Gordon Carver, project director for GEMS, says there will be a two-and-a-half-year tracking process to see how the results might have been improved for those children taking part.
He wants to apply a more systematic approach to understanding what works. There has been much international attention on the lack of school places in sub-Saharan Africa, with more than 30 million without any access to primary school.
But such global monitoring by Unesco has revealed the desperately poor quality of some schooling, with children spending years in classrooms but still remaining illiterate.
The on-screen lessons are also providing an extra daily resource to some hard-pressed teachers. In some schools there might only be a single qualified teacher for hundreds of pupils, Mr Carver says - and the two hours a day of television teaching could be an important addition.
The problem of teacher absenteeism has meant on average there has been no teacher at all in more than a quarter of lessons, says Mr Carver.
In many ways it might be seen as a case of necessity being the mother of invention - or a rather sophisticated workaround. It addresses the absence of broadband or reliable electricity and a shortage of teachers.

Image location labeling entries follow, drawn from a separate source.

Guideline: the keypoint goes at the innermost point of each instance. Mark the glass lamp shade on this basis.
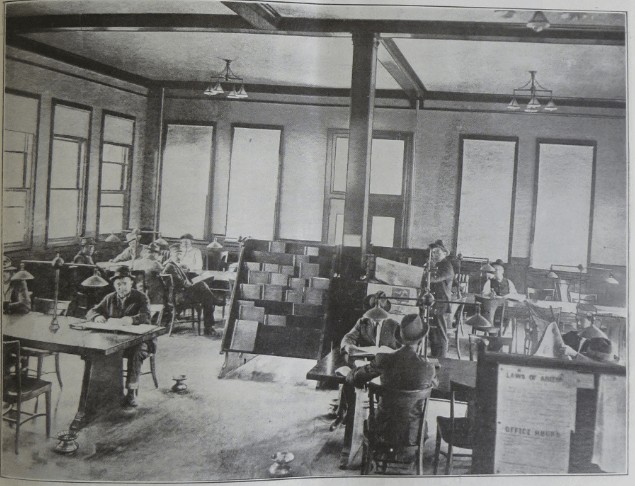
(376, 313)
(94, 281)
(538, 22)
(487, 268)
(550, 106)
(513, 105)
(241, 92)
(477, 320)
(214, 245)
(22, 274)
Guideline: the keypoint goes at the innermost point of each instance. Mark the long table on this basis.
(102, 353)
(460, 371)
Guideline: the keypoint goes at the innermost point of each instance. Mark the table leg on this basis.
(102, 387)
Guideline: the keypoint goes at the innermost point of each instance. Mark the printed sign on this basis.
(536, 411)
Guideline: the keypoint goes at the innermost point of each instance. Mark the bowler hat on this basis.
(371, 300)
(85, 241)
(438, 244)
(599, 349)
(498, 263)
(411, 329)
(120, 272)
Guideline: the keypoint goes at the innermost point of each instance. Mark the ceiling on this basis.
(324, 59)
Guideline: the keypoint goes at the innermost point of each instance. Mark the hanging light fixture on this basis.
(232, 82)
(534, 90)
(538, 22)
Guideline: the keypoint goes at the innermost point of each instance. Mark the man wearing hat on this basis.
(16, 298)
(441, 278)
(86, 250)
(150, 264)
(191, 257)
(130, 307)
(402, 370)
(196, 293)
(134, 249)
(497, 284)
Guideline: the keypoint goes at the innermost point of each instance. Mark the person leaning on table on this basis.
(130, 307)
(402, 370)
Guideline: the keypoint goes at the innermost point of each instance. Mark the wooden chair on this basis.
(455, 431)
(396, 446)
(45, 306)
(493, 310)
(174, 307)
(18, 388)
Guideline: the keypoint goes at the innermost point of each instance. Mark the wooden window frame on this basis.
(127, 192)
(457, 213)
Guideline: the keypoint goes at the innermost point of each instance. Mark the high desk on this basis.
(102, 353)
(463, 372)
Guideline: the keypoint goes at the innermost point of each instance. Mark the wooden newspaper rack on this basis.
(279, 303)
(538, 415)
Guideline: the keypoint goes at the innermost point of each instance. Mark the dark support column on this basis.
(151, 158)
(360, 139)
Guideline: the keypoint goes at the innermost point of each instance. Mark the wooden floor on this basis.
(220, 430)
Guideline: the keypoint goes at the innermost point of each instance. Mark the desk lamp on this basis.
(214, 246)
(57, 263)
(94, 282)
(112, 238)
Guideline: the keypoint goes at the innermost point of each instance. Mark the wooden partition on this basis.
(279, 303)
(548, 416)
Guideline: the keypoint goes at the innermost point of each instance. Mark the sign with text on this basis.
(536, 409)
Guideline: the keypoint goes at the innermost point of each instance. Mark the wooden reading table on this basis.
(102, 353)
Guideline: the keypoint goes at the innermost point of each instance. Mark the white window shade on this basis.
(253, 183)
(563, 205)
(185, 180)
(487, 181)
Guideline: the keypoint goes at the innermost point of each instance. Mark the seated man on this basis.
(86, 251)
(16, 298)
(196, 293)
(367, 332)
(130, 307)
(402, 370)
(149, 263)
(191, 258)
(133, 251)
(497, 284)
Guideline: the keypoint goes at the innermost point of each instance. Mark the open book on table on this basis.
(116, 325)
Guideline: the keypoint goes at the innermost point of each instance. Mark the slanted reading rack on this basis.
(279, 303)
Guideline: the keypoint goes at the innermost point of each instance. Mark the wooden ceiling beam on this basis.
(389, 55)
(416, 29)
(259, 15)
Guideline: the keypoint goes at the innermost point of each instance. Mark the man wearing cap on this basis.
(441, 278)
(85, 254)
(15, 299)
(196, 293)
(402, 370)
(150, 265)
(129, 307)
(191, 257)
(133, 251)
(497, 284)
(370, 332)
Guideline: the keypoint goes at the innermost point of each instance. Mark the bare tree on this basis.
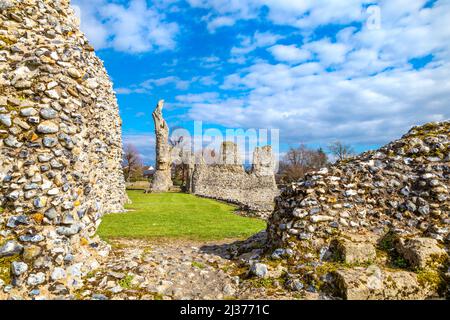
(341, 151)
(299, 161)
(132, 162)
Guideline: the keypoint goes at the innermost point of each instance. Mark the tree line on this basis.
(294, 165)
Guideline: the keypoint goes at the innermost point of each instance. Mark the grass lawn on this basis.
(177, 215)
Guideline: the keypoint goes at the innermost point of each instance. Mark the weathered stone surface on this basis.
(162, 180)
(60, 145)
(397, 192)
(421, 252)
(352, 252)
(227, 180)
(259, 269)
(375, 284)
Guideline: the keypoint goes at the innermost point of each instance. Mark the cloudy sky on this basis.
(359, 71)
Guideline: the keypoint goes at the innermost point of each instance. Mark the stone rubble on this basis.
(60, 149)
(227, 180)
(386, 209)
(162, 181)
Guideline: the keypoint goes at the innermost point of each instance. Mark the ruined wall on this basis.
(387, 208)
(60, 147)
(227, 180)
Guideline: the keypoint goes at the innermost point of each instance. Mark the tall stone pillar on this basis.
(162, 181)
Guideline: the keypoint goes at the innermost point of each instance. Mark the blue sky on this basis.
(362, 72)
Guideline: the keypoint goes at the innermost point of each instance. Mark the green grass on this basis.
(177, 215)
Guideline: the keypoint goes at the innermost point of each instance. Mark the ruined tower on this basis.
(162, 180)
(227, 179)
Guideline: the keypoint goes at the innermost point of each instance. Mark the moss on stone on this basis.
(432, 278)
(5, 268)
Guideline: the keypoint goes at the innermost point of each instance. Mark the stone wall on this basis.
(60, 147)
(386, 209)
(227, 180)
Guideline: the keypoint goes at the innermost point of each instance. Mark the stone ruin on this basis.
(227, 180)
(373, 227)
(162, 180)
(60, 150)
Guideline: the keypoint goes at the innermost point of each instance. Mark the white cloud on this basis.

It's a durable, scalable use of computer technology to fill a gap in learning and teacher training.
But in the end wouldn't it be better to have enough good teachers who could be there in person?
Digital learning
Curiously this experiment in West Africa taps into some of the ideas being tested in Western education systems.
Digital learning is a hot topic, whether in the form of online masterclass lessons for schools or massive online open courses for higher education.
Charlotte Pierre, deputy director for the DFID in Ghana, says that education shouldn't be seen in isolation. Improving girls' education benefits the wellbeing of the wider community, improving health and reducing the likelihood of early marriage.
The UK government's aid policy has a big push on girls' education and teacher quality.
In Ghana, Ms Pierre says "inequality remains a big issue", with the need to narrow the gap in outcomes between the richest and poorest and girls and boys.
It's a country with many visible contrasts. At the launch of the Making Ghanaian Girls Great project there were traditional "queen mothers" in their headdresses and finery recording the event on an iPad.
There has been strong and sustained economic growth - with growing trading partners such as China. The roads of the capital are choked with cars - even though there are potholes that seem to be the size of small caves.
Ghana has invested in education as the passport to becoming a middle-income country.
"Education is the key to the development of any society," said Anthony Klopka, from the Ada West district assembly. But girls' education has been "falling on the rocks".